If you subtract one inning from the six innings Bailey pitched Friday afternoon, Bailey was a stout performer.
But in baseball you can’t just throw away an inning, so it wasn’t an outstanding day for Bailey.
In the first, second, third, fifth and sixth, Bailey gave up no runs and four hits.
The fourth inning, though, was enough for the Cincinnati Reds to lose a 8-2 decision to the Colorado Rockies at Talking Stick at Salt River.
Bailey gave up five hits to the first five batters, including back-to-back home runs to Nolan Arenado and Carlos Gonzalez. That led to three runs that could have been much worse.
The Rockies gave Bailey two outs. Ian Desmond tried to go from first to third on a single and center fielder Billy Hamilton threw him out. Roberto Parra tried to steal third and Devin Mesoraco threw him out.
So Bailey’s work sheet was six innings, three runs, nine hits, one walk and two strikeouts. He threw 83 pitches, 56 for strikes.
The Reds had given Bailey a 2-0 lead in the third inning as Billy Hamilton emerged from his hitting cocoon. Hamilton led the game with a tripe over the center fielder’s head and scored on Jesse Winker’s single.
Bailey led the third with a double and Hamilton drove him home with a double. But that 2-0 lead evaporated in the fourth when the Rockies opened up on Bailey.
The Rockies pushed their lead to 5-2 in the seventh by scoring two runs on only one hit. Zack Weiss started the sixth and retired only two batters.
He hit Chris Ianetta with a pitch to open the inning and gave up a run-scoring double to Dave Dahl. He then loaded the bases and walked in a run to make it 5-2.
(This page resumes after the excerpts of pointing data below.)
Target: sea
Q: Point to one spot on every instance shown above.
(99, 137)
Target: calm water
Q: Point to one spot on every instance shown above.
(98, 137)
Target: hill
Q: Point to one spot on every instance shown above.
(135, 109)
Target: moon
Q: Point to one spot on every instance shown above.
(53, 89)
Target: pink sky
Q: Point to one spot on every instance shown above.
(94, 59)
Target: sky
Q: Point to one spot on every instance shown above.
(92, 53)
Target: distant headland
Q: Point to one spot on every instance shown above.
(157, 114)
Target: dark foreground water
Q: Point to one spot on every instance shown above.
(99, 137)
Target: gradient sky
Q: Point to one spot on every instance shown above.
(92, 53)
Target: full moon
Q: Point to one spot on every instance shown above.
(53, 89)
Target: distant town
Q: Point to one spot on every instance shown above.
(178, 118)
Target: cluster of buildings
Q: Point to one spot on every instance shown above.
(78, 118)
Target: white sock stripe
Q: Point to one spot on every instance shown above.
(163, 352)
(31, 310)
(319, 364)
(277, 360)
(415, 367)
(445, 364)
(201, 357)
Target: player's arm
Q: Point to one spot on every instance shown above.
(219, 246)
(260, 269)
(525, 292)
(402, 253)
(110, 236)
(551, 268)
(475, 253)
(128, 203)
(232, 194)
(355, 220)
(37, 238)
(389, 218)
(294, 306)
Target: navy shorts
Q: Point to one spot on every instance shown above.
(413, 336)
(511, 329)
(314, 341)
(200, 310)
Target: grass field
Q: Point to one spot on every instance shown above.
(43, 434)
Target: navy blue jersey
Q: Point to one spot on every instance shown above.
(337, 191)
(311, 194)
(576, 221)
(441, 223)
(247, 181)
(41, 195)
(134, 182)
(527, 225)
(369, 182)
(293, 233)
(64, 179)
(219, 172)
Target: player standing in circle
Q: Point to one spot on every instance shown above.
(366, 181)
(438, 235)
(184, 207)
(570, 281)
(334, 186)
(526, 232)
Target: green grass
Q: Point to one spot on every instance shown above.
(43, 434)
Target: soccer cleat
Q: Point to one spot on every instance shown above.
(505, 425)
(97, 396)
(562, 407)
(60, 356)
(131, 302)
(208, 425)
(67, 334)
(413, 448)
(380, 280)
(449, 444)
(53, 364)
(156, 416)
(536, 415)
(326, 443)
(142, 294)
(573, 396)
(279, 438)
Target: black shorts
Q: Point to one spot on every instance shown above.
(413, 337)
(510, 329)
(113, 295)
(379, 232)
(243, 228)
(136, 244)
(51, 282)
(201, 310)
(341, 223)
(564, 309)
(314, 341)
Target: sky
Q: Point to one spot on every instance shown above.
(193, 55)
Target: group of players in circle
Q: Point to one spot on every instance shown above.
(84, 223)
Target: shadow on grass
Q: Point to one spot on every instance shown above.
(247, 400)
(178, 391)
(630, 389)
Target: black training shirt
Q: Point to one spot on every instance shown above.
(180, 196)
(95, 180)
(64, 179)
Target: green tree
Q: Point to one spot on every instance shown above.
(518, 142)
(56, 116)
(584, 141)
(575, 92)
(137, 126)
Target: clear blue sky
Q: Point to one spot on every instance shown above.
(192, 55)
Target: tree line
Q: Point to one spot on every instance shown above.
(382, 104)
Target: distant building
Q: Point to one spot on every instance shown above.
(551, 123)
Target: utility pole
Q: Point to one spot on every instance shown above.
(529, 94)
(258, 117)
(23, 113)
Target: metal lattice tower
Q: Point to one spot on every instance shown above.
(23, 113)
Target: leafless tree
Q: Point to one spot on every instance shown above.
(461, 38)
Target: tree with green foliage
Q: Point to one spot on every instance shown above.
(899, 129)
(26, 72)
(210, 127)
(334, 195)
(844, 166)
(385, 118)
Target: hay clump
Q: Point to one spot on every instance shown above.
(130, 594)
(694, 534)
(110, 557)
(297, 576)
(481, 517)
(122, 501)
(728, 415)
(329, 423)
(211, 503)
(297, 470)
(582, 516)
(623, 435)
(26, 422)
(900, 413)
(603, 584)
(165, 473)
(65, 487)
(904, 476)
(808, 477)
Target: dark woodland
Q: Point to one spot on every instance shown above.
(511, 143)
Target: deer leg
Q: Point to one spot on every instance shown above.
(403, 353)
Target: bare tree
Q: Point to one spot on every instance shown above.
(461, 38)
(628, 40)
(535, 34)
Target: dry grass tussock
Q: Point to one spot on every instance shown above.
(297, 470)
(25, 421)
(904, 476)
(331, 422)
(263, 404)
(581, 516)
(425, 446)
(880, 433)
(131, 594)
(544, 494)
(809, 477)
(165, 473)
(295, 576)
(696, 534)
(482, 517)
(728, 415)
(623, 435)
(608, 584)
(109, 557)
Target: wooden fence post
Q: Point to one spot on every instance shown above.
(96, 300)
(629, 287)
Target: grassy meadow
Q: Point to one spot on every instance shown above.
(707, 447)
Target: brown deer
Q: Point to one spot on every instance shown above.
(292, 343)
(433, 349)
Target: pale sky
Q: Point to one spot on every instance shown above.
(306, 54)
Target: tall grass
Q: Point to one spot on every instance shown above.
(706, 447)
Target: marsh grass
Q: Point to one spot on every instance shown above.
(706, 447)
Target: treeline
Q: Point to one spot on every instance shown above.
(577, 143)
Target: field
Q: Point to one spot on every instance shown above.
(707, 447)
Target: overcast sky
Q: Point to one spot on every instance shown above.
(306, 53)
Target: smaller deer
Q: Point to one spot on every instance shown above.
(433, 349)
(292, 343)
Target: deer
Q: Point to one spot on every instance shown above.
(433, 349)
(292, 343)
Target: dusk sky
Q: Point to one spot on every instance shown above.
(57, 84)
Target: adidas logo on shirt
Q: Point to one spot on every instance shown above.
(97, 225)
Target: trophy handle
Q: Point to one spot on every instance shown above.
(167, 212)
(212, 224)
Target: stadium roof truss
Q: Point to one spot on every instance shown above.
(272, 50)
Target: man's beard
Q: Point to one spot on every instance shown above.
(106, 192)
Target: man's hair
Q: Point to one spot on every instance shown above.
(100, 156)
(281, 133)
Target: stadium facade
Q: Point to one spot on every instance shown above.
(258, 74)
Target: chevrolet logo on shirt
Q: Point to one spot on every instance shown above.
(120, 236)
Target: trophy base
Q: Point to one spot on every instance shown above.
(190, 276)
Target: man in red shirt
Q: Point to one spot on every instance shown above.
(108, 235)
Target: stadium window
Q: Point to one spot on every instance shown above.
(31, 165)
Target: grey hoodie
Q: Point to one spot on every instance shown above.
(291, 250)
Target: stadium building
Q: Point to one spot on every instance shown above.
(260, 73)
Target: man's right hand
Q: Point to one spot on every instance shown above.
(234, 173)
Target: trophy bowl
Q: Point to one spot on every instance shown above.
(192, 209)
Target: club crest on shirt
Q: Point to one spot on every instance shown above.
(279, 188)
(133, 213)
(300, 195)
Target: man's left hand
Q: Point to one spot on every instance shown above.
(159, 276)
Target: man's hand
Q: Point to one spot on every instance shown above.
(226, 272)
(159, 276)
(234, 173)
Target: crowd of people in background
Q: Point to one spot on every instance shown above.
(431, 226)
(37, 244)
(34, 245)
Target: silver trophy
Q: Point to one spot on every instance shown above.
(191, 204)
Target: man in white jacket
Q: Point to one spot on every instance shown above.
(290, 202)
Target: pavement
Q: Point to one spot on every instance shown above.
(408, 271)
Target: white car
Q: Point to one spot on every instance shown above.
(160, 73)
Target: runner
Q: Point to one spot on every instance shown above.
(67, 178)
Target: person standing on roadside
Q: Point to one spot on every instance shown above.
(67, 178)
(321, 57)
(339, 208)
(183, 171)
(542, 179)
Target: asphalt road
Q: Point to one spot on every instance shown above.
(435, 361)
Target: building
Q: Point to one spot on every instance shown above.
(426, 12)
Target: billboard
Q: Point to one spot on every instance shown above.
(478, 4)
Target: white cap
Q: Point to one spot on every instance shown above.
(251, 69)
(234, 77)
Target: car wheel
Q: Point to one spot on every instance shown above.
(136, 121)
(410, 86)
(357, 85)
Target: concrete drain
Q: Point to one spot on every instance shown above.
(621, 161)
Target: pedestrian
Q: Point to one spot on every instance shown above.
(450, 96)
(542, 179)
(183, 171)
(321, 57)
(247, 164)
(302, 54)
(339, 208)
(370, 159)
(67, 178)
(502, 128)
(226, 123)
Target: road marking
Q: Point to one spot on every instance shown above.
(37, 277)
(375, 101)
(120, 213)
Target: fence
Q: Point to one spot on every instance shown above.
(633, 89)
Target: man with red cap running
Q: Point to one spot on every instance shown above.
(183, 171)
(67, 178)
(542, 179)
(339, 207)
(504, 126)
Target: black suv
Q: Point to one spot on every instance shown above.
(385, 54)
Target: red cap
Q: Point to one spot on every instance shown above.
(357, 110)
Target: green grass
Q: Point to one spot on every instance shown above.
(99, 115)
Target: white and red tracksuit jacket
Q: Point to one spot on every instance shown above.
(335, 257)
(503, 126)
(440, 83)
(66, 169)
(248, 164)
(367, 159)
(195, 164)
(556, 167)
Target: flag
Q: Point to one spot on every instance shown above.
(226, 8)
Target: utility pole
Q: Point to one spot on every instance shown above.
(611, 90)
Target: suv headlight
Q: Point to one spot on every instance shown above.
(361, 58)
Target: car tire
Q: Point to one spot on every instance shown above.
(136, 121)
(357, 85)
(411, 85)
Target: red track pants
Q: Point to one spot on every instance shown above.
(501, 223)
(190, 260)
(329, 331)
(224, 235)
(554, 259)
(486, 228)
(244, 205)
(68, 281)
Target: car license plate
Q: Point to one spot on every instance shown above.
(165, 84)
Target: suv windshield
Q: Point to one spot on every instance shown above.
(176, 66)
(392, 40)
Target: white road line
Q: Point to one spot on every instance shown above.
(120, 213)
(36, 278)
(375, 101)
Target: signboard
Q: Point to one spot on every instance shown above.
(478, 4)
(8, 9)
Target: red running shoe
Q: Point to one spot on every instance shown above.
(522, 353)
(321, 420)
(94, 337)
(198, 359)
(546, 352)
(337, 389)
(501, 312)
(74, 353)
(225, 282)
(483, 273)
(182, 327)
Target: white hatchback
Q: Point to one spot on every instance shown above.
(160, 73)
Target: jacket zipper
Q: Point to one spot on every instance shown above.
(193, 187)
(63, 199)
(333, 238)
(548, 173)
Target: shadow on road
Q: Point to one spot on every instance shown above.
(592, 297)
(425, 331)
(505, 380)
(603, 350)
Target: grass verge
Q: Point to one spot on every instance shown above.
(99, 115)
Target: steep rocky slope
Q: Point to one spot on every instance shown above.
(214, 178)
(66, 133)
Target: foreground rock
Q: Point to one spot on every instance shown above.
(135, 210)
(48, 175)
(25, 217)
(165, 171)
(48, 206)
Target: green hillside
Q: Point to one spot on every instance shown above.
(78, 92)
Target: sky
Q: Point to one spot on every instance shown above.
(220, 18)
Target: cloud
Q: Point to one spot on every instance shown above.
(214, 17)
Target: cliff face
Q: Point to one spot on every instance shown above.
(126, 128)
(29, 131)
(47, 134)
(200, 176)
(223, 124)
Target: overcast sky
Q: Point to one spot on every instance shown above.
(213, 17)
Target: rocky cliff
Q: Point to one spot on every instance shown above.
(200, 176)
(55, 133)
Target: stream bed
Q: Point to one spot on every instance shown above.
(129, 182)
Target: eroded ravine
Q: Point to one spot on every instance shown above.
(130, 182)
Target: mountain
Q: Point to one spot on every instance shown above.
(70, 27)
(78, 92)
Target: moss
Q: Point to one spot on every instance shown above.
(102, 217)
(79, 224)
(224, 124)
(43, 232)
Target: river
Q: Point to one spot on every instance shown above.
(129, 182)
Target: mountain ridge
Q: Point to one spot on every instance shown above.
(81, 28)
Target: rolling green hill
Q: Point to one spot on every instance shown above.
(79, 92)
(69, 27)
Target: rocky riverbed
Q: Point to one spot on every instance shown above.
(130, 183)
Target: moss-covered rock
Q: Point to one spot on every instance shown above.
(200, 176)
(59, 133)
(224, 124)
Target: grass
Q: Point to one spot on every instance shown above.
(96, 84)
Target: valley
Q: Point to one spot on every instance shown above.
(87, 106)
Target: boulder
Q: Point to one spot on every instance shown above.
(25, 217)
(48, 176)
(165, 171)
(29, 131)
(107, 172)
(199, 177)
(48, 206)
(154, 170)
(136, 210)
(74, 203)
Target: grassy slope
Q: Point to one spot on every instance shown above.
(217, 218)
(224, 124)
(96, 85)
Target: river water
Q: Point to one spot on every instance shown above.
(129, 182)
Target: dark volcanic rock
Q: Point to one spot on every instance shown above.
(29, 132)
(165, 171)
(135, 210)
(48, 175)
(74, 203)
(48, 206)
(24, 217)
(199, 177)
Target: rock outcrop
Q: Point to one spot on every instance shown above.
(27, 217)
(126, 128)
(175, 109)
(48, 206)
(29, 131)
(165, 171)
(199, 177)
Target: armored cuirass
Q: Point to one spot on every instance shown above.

Kevin Quackenbush, a non-roster invitee who has been nearly perfect all spring, gave up his first earned runs of the exhibition season by yielding three runs and three hits in the eighth inning.
After getting two runs and four hits in the first three innings, the Reds scored no runs and two hits over the final six innings.
Hamilton was the only Reds hitter with more than one hit and the Reds struck out 13 times.
Before the game, the Reds did some roster cleaning. They optioned pitchers Robert Stephenson and Jackson Stephens to Class AAA Louisville.
And they re-assigned to minor league camp pitcher Dylan Floro, pitcher Tanner Rainey, catcher Joe Hudson, infielder-outfielder Rosell Herrara, outfielder Ben Revere and outfielder Mason Williams. Veteran lefthanded relief pitcher Oliver Perez was released.
Although manager Bryan Price hasn’t made it official, it appears the rotation to start the season will be Bailey, Luis Castillo, Amir Garrett, Sal Romano and Tyler Mahle.
But with off days, the team will only need four starters through the first two turns through the rotation.